Les Français de plus en plus préoccupés par le changement climatique et ses conséquences

Environnement

Le changement climatique arrive en tête des préoccupations environnementales des Français, selon le baromètre de l'opinion 2018* publié par les agences de l’eau, le ministère de la Transition écologique, l’Agence française pour la biodiversité (AFB) et l'Assemblée des communautés de France (ADCF). Depuis 2011, année de la première édition de l'enquête, ce sujet a progressé de 9 points. 47% des Français le citent aujourd'hui. Viennent ensuite la biodiversité (45% de citations, +12% en 7 ans) et la qualité de l'eau potable (42%). Les personnes interrogées se révèlent aussi très au fait des conséquences du changement climatique : 91% jugent ses impacts importants sur l'intensité et la fréquence des sécheresses, 91% citent aussi ses conséquences sur la faune et la flore aquatique, 90% sur les risques d'inondations, 90% sur le recul des côtes et l'érosion du littoral et 86% sur la qualité de l'eau des rivières.
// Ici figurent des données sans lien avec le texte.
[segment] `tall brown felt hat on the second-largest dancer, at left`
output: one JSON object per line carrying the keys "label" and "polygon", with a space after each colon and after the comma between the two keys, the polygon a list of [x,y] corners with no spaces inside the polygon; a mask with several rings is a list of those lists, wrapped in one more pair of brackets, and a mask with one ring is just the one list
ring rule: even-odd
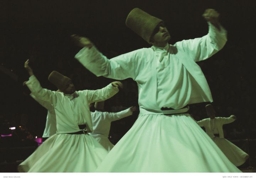
{"label": "tall brown felt hat on the second-largest dancer, at left", "polygon": [[68,85],[71,82],[70,78],[56,71],[53,71],[49,74],[48,80],[61,91],[65,90],[66,85]]}

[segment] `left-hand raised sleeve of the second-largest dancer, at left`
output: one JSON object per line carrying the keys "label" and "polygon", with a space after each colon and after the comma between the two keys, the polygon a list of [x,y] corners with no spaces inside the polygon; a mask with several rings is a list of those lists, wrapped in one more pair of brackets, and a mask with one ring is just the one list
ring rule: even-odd
{"label": "left-hand raised sleeve of the second-largest dancer, at left", "polygon": [[57,97],[55,91],[43,89],[37,80],[36,76],[30,76],[29,80],[26,82],[28,89],[30,89],[32,95],[37,97],[37,99],[51,103],[55,105],[57,103]]}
La réduction des pollutions, enjeu numéro un dans le domaine de l'eau

Dans le domaine de l'eau, 59% des personnes interrogées désignent la réduction des pollutions des rivières et des eaux souterraines comme premier enjeu. Près de la moitié d'entre elles (47%) font des pesticides utilisés dans les champs et dans les jardins la première cause de dégradation de l'état de l'eau des rivières, suivi, pour 26% d'entre elles, des substances dangereuses difficiles à traiter. Pour contribuer à améliorer la situation, 56% se disent prêtes à faire attention aux produits rejetés dans les canalisations, 37% à entretenir leur jardin avec des produits et des techniques naturels et 32% à acheter des produits non polluants pour les activités de bricolage. 42% des Français font de la préservation de la biodiversité aquatique le deuxième enjeu dans le domaine de l'eau mais ils peinent à désigner de manière claire des priorités d'actions dans ce domaine. 32% d'entre eux citent la nécessité de faire respecter les réglementations et 22% une gestion des espaces collectifs sans pesticides.
53% des personnes interrogées considèrent que la gestion des inondations dans leur région est satisfaisante. Pour limiter le risque inondation, ils sont 39% à citer d'abord l'interdiction des constructions dans les zones à risque. Ils ne sont que 18% à évoquer la limitation du goudronnage des sols et 17% l'entretien des cours d'eau.
Enfin, 38% des personnes interrogées font de l'éducation et de la sensibilisation de tous les publics la priorité numéro un pour garantir une bonne gestion de l'eau dans son milieu naturel et préserver l'état des rivières, des fleuves, des lacs et des nappes phréatiques. Dans la même logique, 89% jugent utile la possibilité d'avoir des informations sur les gestes possibles pour participer à la préservation de la qualité des rivières. Plus globalement, les souhaits d'information sur les différents sujets liés à l'eau sont importants.


*"Préserver les ressources en eau et les milieux aquatiques : qu'en pensent les Français ?" Etude réalisée par Ifop par téléphone du 18 juin au 3 juillet 2018, auprès de 3.508 personnes réparties par bassin (Loire-Bretagne : 603, Artois-Picardie : 400, Adour-Garonne : 601, Rhin-Meuse : 401, Seine-Normandie : 602, Rhône-Méditerranée : 600 et Corse : 302). Échantillon représentatif de la population française âgée de 18 ans et plus (méthode des quotas) après stratification par bassin et par région.